Control how video is processed in chunks:

```python
# Customize chunk processing
denoised = vsrvrt.Denoise(
    clip, 
    sigma=10.0,
    chunk_size=64,        # Frames per chunk (default: 64)
    chunk_overlap=16,     # Overlapping frames (default: 16)
    use_chunking=True     # Use chunked processing
)

# Disable chunking (process entire video at once, extreme memory usage)
denoised = vsrvrt.Denoise(clip, sigma=10.0, use_chunking=False)
```

**Chunk Size Guidelines:**
- **64 frames**: Good balance (default)
- **48-96**: Adjust based on VRAM
- Must be <128 to keep processing on GPU

### Model Info

These are the datasets used in training the models, choose the model based on how closely your video matches the dataset.

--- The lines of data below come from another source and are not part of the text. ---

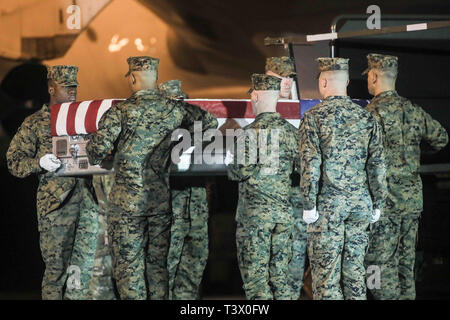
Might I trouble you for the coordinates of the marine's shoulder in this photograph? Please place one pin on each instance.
(37, 117)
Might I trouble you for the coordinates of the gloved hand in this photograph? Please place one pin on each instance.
(229, 158)
(310, 216)
(375, 215)
(50, 162)
(185, 159)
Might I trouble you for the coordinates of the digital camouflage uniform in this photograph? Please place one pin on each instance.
(139, 217)
(393, 237)
(188, 251)
(343, 176)
(264, 216)
(284, 66)
(61, 201)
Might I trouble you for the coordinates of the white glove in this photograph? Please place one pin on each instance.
(50, 162)
(185, 160)
(375, 215)
(310, 216)
(229, 158)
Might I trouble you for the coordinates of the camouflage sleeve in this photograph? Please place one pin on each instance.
(21, 154)
(376, 168)
(310, 161)
(434, 134)
(102, 141)
(242, 167)
(196, 113)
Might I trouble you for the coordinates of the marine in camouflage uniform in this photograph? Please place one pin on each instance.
(60, 200)
(284, 67)
(264, 216)
(139, 217)
(188, 251)
(343, 174)
(393, 237)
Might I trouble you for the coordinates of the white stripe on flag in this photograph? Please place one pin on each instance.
(246, 121)
(61, 121)
(106, 104)
(81, 116)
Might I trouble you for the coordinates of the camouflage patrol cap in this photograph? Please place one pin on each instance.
(63, 75)
(332, 64)
(284, 66)
(142, 63)
(381, 61)
(264, 82)
(172, 89)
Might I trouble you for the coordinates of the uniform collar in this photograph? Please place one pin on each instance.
(268, 115)
(336, 98)
(45, 108)
(388, 93)
(145, 92)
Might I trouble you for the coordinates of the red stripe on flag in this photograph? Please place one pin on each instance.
(90, 121)
(54, 110)
(71, 113)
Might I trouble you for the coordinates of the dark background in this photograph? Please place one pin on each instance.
(231, 30)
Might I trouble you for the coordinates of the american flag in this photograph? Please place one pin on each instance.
(73, 118)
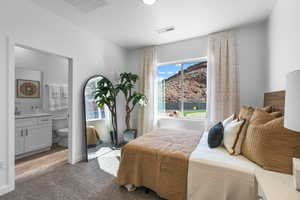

| Dataset    | Task            | Resolution    | Content Type                | Best For                               |
|------------|-----------------|---------------|-----------------------------|----------------------------------------|
| REDS       | Super-Resolution| 1280×720      | Real diverse scenes         | General upscaling, natural motion      |
| Vimeo-90K  | Super-Resolution| 448×256       | Real web videos             | Web content, user videos                |
| GoPro      | Deblurring      | 1280×720      | Synthetic blur from real scenes | Camera shake, dynamic motion           |
| DVD        | Deblurring      | ~1280×720     | Hand-held camera blur        | Smartphone videos, hand shake           |
| DAVIS      | Denoising       | 1080p/480p    | High-quality footage         | Tunable denoising (sigma 0-50)         |

## Troubleshooting

### Import Hangs / Stuck in Terminal

If importing vsrvrt hangs, the CUDA extension may be compiling or a stale cache lock exists:

```bash
# Clear stale lock files
rm -f ~/.cache/torch_extensions/*/deform_attn/lock
```

### CUDA Compilation Errors

If you see errors about `aocc-clang` or compiler issues:

```bash
# Ensure GCC is used, not AOCC
export CC=gcc
export CXX=g++
export CUDA_HOME=/opt/cuda
```

## Performance Tips

1. **Use FP16**: Enable for 2x speedup and 50% VRAM reduction
3. **Preview Mode**: Use `preview_mode=True` in vspreview for instant feedback
4. **Adjust Tiling**: If you get OOM errors, reduce `tile_size`
6. **Chunk Size**: Larger chunks = better quality but more VRAM. Default 64 is a good balance.

## Project Structure

```
vsrvrt/
├── __init__.py             # Package initialization
├── model_configs.py        # Model configurations
├── rvrt_core.py            # Core inference wrapper
├── rvrt_filter.py          # Vapoursynth filter functions
├── models/                 # Downloaded model weights (auto-populated)
├── utils/                  # Utility functions
└── rvrt_src/               # RVRT source code
    ├── models/
    │   ├── network_rvrt.py
    │   └── op/             # CUDA extensions
    └── utils/
```

## Citation

```bibtex
@article{liang2022rvrt,
    title={Recurrent Video Restoration Transformer with Guided Deformable Attention},
    author={Liang, Jingyun and Fan, Yuchen and Xiang, Xiaoyu and Ranjan, Rakesh and Ilg, Eddy  and Green, Simon and Cao, Jiezhang and Zhang, Kai and Timofte, Radu and Van Gool, Luc},
    journal={arXiv preprint arXiv:2206.02146},
    year={2022}
}
```

## License

This plugin follows the same license as RVRT (CC-BY-NC-4.0 for non-commercial use).